За эту работу он получил личную благодарность полковника Лизолькина, премию и еще увесистый бумажный кулек — с кружком польской колбасы, банкой американских сардин, крупой и печеньем. Типично большевистская плата за усердие: в насквозь проголодавшейся стране самой желанной наградой оставалась еда.
К кульку прилагалась коробка с бутылкой армянского коньяку и тремя шоколадными медальками.
Той же ночью Виталий Игнатьевич первый и последний раз в жизни напился в одиночестве. Он дул коньяк, как воду, закусывая колбасой и сардинами, и перелистывал в голове “Выбранные места из переписки с друзьями”.
Наутро он проспал и на работу вовремя не явился. Лизолькин устроил ему кошмарный, хамский разнос в худших большевистских традициях. Шпулин слушал, терпел, понимая, что по-хорошему ему следовало бы ударить этого куражащегося мерзавца (полковник откровенно получал удовольствие от процедуры), а потом будь что будет. В какой-то момент он чуть было не сорвался. Руку удержала Неодолимая Сила, кстати, напомнившая ему, что к загадке Второго Тома он так и не подобрался, а потому весь этот крик и мат вполне заслужил.
Неодолимая Сила оказалась права: прооравшись, Лизолькин сник, после чего даже пробурчал нечто вроде извинений. После чего выдал Виталию Игнатьевичу очередные вводные.
Когда Шпулин понял, о чем идет речь, то буквально схватился за сердце.
Сначала он получил на руки фотокопию. Это было письмо, короткое и банальное: один мелкий человек пишет другому мелкому человеку о своих семейных делах, целиком оставшихся в давно и прочно забытом веке.
Цитата из Пушкина была крохотной: одно полное четверостишие и две строчки, обрывающиеся разговором о ценах на сукно.

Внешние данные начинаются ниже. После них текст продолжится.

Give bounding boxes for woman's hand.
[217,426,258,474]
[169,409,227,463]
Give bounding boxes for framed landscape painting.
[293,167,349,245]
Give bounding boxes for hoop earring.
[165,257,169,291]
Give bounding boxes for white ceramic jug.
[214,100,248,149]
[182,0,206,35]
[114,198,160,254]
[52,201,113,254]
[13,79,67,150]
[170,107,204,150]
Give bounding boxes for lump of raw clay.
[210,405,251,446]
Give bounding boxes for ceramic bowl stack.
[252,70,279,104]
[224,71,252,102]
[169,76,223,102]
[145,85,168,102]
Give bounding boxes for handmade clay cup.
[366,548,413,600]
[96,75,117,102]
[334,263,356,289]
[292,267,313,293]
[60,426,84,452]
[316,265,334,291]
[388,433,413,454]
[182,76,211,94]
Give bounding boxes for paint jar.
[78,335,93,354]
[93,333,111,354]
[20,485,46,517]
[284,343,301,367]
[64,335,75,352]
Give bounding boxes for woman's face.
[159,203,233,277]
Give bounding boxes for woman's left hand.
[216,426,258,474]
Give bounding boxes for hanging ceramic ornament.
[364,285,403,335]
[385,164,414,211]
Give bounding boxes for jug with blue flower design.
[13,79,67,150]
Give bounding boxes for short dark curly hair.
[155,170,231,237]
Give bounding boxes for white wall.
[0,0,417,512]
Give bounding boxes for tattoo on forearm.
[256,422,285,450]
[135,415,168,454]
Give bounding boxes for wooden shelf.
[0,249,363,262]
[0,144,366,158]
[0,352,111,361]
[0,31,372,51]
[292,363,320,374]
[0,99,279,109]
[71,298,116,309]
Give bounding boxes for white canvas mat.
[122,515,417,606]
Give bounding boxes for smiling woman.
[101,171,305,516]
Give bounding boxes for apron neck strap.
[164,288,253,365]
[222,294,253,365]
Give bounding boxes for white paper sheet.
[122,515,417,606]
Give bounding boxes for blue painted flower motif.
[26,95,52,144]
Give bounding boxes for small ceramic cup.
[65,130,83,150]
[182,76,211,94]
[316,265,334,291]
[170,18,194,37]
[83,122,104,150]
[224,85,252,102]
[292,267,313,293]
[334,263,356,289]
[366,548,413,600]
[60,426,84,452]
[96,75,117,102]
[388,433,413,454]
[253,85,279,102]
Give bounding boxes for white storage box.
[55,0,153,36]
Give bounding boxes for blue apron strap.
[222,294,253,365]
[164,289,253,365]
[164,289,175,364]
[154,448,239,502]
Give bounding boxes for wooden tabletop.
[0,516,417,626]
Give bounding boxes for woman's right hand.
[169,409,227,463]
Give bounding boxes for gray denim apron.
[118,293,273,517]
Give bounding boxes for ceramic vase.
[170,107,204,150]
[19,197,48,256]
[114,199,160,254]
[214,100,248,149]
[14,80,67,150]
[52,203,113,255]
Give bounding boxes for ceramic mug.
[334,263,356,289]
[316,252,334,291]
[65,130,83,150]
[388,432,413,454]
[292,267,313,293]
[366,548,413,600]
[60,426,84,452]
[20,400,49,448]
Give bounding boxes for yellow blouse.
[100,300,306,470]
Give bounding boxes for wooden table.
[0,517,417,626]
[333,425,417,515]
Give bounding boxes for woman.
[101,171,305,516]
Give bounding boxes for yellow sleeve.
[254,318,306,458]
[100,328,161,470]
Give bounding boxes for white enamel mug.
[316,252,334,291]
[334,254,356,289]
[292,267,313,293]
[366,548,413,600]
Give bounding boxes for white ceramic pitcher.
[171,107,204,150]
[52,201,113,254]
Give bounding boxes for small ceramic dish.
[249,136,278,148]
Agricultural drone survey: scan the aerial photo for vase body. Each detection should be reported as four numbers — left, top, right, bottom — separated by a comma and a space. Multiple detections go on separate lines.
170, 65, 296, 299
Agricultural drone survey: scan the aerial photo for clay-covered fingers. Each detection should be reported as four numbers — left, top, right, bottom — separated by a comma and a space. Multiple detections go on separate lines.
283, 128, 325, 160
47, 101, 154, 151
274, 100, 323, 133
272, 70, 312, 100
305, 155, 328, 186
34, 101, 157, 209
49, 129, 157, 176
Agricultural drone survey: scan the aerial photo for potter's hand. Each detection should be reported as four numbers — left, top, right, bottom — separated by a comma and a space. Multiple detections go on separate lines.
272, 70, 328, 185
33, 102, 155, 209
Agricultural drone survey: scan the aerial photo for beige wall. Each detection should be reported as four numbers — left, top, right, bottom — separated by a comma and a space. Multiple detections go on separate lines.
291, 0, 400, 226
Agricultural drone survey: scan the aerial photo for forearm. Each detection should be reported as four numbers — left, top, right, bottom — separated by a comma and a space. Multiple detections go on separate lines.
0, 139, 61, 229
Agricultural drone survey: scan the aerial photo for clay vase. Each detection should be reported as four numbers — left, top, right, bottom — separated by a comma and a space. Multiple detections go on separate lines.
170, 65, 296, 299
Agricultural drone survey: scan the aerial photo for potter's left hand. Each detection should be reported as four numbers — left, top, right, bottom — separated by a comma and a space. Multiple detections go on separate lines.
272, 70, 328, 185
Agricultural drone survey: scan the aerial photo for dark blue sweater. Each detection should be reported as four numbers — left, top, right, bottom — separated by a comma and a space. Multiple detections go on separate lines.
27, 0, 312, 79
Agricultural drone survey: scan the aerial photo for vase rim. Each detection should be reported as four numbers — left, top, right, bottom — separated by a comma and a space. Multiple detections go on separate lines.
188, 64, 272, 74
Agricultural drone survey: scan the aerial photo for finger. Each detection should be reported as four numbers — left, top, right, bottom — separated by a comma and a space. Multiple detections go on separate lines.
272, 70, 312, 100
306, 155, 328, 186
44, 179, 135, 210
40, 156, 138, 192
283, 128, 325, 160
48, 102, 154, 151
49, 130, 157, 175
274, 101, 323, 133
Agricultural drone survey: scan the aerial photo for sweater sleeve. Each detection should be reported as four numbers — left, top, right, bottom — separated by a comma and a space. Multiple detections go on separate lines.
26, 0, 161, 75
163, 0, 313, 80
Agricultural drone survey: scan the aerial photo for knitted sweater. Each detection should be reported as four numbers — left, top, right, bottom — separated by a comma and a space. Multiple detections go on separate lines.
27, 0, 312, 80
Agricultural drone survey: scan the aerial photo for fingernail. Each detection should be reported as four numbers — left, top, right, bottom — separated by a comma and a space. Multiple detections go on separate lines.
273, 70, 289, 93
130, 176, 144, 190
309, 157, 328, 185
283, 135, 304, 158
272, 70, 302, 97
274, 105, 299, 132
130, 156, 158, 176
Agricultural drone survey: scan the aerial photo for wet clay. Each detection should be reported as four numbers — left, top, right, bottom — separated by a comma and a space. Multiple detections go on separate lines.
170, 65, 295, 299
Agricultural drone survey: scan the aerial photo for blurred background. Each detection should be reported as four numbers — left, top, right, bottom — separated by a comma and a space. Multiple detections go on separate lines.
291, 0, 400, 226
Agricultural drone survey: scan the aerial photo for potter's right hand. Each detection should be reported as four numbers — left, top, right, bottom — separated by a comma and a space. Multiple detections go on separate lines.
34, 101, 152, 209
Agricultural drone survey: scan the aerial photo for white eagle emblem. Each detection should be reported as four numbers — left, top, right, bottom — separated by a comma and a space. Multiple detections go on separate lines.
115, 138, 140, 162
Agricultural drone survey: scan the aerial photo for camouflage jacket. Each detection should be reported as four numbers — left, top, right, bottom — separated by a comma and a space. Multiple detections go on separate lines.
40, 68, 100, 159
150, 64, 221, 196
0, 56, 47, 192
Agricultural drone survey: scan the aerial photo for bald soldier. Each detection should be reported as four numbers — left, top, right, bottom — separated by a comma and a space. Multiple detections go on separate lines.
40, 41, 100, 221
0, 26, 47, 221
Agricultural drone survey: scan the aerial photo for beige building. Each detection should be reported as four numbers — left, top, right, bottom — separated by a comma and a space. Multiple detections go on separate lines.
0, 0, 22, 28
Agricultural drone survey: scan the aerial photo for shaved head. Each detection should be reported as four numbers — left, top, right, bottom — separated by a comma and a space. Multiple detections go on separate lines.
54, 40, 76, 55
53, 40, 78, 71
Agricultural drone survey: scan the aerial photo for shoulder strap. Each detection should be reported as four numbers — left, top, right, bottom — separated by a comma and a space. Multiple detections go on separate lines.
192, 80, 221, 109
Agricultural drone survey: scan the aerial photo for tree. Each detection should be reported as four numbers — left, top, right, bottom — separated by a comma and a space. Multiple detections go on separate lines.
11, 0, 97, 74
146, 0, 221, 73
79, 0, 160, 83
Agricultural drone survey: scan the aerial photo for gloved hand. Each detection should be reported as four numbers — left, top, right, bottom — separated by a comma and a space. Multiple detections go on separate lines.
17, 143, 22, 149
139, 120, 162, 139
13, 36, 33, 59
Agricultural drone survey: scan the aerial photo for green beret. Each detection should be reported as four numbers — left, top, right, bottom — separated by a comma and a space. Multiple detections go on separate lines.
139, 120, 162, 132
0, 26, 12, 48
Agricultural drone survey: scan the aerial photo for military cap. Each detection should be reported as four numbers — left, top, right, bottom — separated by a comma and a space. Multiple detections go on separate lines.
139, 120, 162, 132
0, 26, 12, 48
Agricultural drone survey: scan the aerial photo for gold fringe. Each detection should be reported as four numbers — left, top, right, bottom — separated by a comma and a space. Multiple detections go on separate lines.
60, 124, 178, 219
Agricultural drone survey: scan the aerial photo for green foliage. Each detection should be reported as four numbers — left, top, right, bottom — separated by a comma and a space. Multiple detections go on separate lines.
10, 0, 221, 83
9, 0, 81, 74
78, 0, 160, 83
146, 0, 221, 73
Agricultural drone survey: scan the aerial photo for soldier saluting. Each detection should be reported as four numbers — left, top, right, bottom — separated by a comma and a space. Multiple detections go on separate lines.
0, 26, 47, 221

В принципе, обнаружение неизвестного стихотворения позднего Пушкина было событием экстраординарным. Виталий Игнатьевич, однако, с самого начала почуял, что никакого события не состоится. Начальство интересовалось ровно одним — точно ли это Пушкин. Виталий Игнатьевич склонялся к последнему, что и попытался обосновать — на десяти страницах мелким почерком. На следующий день Лизолькин лично посетил комнатку Шпулина и положил ему на стол стеклянную рамку. Между стеклами находился оригинал письма, изрядно попорченный временем, но вполне удобозримый. Через два часа он забрал письмо назад — к тому моменту шпулинские подозрения переросли в уверенность.
* * *
— Вы блестяще себя проявили, Шпулин. — Лизолькин с видимым неудовольствием подписал последнюю бумагу из папки. — И очень вовремя. Вы об этом знать не могли, но как раз сейчас мы решали вопрос о пополнении...
Самым поразительным казалось, что Лизолькин нисколько не волновался. Несмотря на то, что второй человек, находящийся в кабинете, мог в любой момент стереть полковника в порошок. Тем не менее Виталий Игнатьевич чувствовал, что сейчас обычная большевистская иерархия почему-то не работает — как будто Лизолькин и тот, второй, были в каком-то важном смысле равны.